Like wine or beer or hard cider, there are many ways to create the final product. Some take short cuts to speed the shrub production process, others use a recombination method by mixing in a tank and bottling. Like these distant cousins of fermentology, shrubs also can be crafted or shorted as it were. Finger Lakes Harvest takes a more primitive and artisanal approach when it comes to shrub production which takes time, patience, and a bit of cleverness to make the shrubs sing. For the record we do not use juice, concentrates, powders, our apple cider vinegar (ACV) is barrel fermented and the organic cane sugar is the least processed large crystal cane sugar available in the US market. Very similar to what was available in the 1700’s.

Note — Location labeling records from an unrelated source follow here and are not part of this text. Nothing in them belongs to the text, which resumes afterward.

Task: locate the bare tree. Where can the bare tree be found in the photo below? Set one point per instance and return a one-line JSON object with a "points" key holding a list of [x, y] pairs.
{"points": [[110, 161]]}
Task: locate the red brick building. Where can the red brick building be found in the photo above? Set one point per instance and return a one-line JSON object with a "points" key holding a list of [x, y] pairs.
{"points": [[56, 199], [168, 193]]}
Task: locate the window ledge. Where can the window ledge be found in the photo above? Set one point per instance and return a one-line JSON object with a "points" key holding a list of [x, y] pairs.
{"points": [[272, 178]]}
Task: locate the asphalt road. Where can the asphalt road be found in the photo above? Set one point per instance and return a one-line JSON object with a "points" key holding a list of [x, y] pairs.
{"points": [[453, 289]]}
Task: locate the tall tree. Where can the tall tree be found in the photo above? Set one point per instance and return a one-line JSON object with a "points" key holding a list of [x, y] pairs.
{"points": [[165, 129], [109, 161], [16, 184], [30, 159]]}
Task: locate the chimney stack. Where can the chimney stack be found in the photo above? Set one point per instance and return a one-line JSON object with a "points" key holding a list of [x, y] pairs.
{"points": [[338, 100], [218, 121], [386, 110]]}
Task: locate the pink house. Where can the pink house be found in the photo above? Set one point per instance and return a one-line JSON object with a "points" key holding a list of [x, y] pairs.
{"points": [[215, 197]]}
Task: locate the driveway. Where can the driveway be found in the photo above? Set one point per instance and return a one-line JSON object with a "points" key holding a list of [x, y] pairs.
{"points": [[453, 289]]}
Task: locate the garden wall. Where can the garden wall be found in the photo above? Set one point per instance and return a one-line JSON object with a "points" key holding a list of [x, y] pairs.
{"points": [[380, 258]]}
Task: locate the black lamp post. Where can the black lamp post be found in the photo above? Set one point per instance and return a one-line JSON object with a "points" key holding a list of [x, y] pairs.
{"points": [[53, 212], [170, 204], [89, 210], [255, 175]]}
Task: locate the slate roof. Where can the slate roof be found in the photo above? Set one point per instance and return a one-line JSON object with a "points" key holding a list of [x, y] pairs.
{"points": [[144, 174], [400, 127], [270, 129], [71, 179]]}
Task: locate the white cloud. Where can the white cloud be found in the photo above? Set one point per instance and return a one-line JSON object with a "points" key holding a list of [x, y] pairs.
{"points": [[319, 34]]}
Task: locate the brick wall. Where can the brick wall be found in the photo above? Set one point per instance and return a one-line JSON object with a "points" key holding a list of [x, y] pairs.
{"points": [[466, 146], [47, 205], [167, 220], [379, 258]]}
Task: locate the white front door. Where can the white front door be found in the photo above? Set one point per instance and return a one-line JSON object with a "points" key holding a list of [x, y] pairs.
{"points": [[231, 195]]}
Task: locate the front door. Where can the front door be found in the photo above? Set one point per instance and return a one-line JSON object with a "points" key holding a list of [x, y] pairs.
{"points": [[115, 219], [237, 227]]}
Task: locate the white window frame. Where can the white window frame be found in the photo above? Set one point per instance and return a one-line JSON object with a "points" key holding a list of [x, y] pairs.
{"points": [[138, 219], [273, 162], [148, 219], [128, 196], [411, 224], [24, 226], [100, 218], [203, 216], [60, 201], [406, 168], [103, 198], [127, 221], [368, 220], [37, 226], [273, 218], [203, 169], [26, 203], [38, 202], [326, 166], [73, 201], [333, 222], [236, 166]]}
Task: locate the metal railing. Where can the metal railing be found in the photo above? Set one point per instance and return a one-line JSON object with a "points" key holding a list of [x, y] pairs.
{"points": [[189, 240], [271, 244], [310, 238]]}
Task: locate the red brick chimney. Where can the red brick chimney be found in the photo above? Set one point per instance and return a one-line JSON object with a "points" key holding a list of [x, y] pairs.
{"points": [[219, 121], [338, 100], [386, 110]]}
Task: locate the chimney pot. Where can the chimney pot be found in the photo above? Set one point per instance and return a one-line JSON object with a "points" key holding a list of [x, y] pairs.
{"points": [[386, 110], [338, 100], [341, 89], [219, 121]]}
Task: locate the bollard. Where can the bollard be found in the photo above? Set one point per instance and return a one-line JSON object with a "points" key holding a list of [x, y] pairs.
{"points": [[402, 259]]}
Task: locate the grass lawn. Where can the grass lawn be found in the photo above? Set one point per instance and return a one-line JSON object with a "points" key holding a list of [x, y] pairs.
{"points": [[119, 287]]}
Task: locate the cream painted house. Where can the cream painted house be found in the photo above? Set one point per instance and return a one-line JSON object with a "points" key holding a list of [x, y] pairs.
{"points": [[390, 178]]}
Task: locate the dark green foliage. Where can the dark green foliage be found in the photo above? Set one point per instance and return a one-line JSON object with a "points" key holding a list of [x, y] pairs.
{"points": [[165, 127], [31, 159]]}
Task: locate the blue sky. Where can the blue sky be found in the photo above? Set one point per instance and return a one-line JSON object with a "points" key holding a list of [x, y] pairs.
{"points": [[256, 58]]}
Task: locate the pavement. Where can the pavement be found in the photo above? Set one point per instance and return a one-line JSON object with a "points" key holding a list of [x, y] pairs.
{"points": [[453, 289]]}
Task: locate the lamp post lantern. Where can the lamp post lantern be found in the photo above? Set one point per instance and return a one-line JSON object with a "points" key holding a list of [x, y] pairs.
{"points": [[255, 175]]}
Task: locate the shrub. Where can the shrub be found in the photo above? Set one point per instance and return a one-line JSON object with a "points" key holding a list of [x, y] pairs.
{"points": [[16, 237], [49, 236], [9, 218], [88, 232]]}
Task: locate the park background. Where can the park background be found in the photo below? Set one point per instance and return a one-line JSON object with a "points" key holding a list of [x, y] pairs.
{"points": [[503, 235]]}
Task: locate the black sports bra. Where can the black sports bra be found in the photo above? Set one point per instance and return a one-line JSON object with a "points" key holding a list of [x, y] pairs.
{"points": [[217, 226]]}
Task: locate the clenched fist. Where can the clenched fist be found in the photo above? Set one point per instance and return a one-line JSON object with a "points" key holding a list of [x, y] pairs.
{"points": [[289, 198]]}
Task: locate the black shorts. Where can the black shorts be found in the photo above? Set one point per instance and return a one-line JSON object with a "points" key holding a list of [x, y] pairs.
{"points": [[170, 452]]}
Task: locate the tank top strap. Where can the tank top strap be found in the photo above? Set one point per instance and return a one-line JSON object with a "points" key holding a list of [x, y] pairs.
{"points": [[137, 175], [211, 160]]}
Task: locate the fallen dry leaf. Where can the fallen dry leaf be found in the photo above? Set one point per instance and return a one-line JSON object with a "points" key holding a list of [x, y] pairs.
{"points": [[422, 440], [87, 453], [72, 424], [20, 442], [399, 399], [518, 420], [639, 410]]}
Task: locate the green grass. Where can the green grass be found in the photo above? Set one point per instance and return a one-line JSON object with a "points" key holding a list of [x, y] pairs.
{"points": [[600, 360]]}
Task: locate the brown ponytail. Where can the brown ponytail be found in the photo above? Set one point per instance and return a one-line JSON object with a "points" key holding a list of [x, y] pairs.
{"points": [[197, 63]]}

For our shrubs we start with whole fruit, most times its frozen to allow for cell rupture and then processed in to a batch of liquid containing organically grown apple cider vinegar, and organic large crystal cane sugar. Some water is added to offset evaporation while is rests in the barrels, buckets and tanks.
Depending on the fruit, some will fettle (the resting stage) in days most take weeks, and some take months. We then gravity filter out most of the extracted solids, leaving some for body, flavor and added nutrients. A short resting period follows checking Ph the whole way. Its off to the bottles when ready. There are many more steps that I cannot list here but that is the essence of the process. It is decidedly similar to the way they did it 320 years ago in this country. As we say around the shrubbery, “whats in your bottle?”
The picture provided is an experimental batch of three heirloom varieties of Finger Lakes grapes in the first fettling tank.